第四十一話 新米王女殿下、選択を間違えた親子を反面教師にする
要約すると、詫びたいから登城してくれと書いてあったの。つまり、被害者である私達を呼び付けた。
(はぁ!? 何ぬかしてるの!? そっちが来るべきじゃない!!)
思わず胸倉を掴んで、宰相補佐に詰め寄りそうになったわ。その補佐は、お父様の返答を待っている。
「……おかしな事を言う。悪い事をしたのはそちら側だ。何故、ベルケイド王国から伺う必要がある?」
お父様は特に声を荒げる事なく言い放つ。だが、その表情は口調とは違った。こめかみに青筋を浮かべながら、殺気と威圧を放つ。
それは、お父様だけではなかった。連れて来た執事や従者、侍女達も殺気を放っている。宰相補佐は冷や汗を吹き出しながら、何とか耐えている。考え直してもらうよう言わなければならないのに、何も言えない。呼吸するのがやっとのようだった。
(お父様、キレてるわね)
「……私も、陛下と同意見ですわ。エンドキサン王国は、ベルケイド王国を軽く見ていますのね」
今、扇子をを持っていたら、絶対折っていたわ。私も静かにキレてるから。
いくら宰相補佐の高官でも戦を知らない者。これ程の殺気と威圧の中にいた事はないと思うわ。呼吸するのがやっとの様子だったのに、今は過呼吸になっているもの。身体も震えているし、お漏らしはしないでよね、汚いから。
(この辺が限界ね)
「はぁ!? なんで、こっちがわざわざ行かないと行けないんだ!? 馬鹿も寝てから言え!!」
お父様も限界だと思ったようで、そう怒鳴ると宰相補佐を部屋から追い出した。
扉越しに、奇声のような悲鳴と遠ざかる足音が聞こえた。
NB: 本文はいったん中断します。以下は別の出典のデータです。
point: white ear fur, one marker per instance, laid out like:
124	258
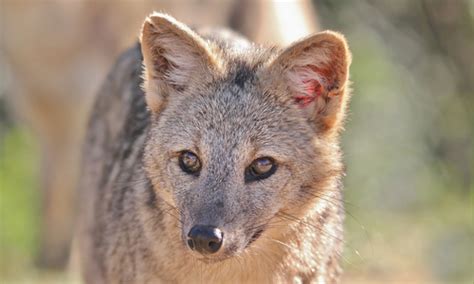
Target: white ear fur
174	57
完全に足音が遠ざかってから、私はお父様に尋ねた。
「それで、陛下どうします? このまま滞在して様子を見ますか? それとも、帰りますか?」
私的には、どちらを選択しても結果は変わらないと思う。変わるのは度合いだけ。
(ちゃんと、選択間違わないように苦言したのにね)
このまま滞在して、エンドキサン王国の恥と横暴さを周辺諸国の方々の前で晒してもいいし、反対に帰って、完全に国交を断絶するのもいい。
どちらを選んでも、エンドキサン王国と国交を結ばない事は決定済みだからね。ただ、引き伸ばしてから切るか、即切るかの差だけよ。どちらにせよ、大国にとったら、かなりの痛手よね。
エンドキサン王国は自分が切られるとは考えていない。相手が、聖獣様が守護する国でもね。その傲慢さが選択を謝った要因よね。
(小国、舐めんなよ!!)
「…………そうだな、帰るとするか」
少し考えた後、お父様はそう告げた。
(やっぱり、そっちを選択したわね。さぞかし、エンドキサン国王は慌てるでしょうね。だって……)
一人想像して、笑いそうになる。次来た時は、もぬけの殻だもの。これで、やっと肩の荷が下りるわ。崩せない令嬢バージョン、肩が凝ってたのよね。
お父様の発言を受け、室内にいた者達が一斉に動き出した。本当、優秀だし頼りになるわね。
「では、国交断絶で。サインは書いていないのでしょ」
滞在最終日に、周辺諸国の方々と国交を結ぶサインを交わすと聞いていたからね。主催国の面子丸潰れよね、いい気味。だって、過去一のお得意様に目の前で逃げられたのだから。
「ああ、していない」
「なら、特に問題ないわね。ベルケイド王国は特に困らないし。それよりも、荷造りしているのを見られると色々厄介だわ。さっさと終わらせないと」
「そうだな。俺も荷造りを手伝うか」
お父様が立ち上がる。元々、魔物討伐で野営しているから、荷造りもお手のものよ。
「私はイシリス様をこちらに呼ぶわ」
イシリス様なら、連れて来た者達全員と荷物を、一瞬でベルケイド王国まで運んでくれるからね、追い付かれる心配はないわ。
「聖獣様を?」
「分霊体である子狼さんを目印に、飛んで来れるの」
だから、常に連れて歩くように言われていたのよね。いざって時に、助けに行けるからって。ほんと、私愛されてるよね。
(それにしても、第一王女だけでなく、国王陛下自ら選択を間違えるなんて……多少国王が馬鹿でも、国って成り立つのね)
そう考えると、支えてくれる人の大切さが身に沁みてよく分かるわ。私も王女になったばかりだけど、その事だけは忘れてはいけないと、心に深く刻み込んだ。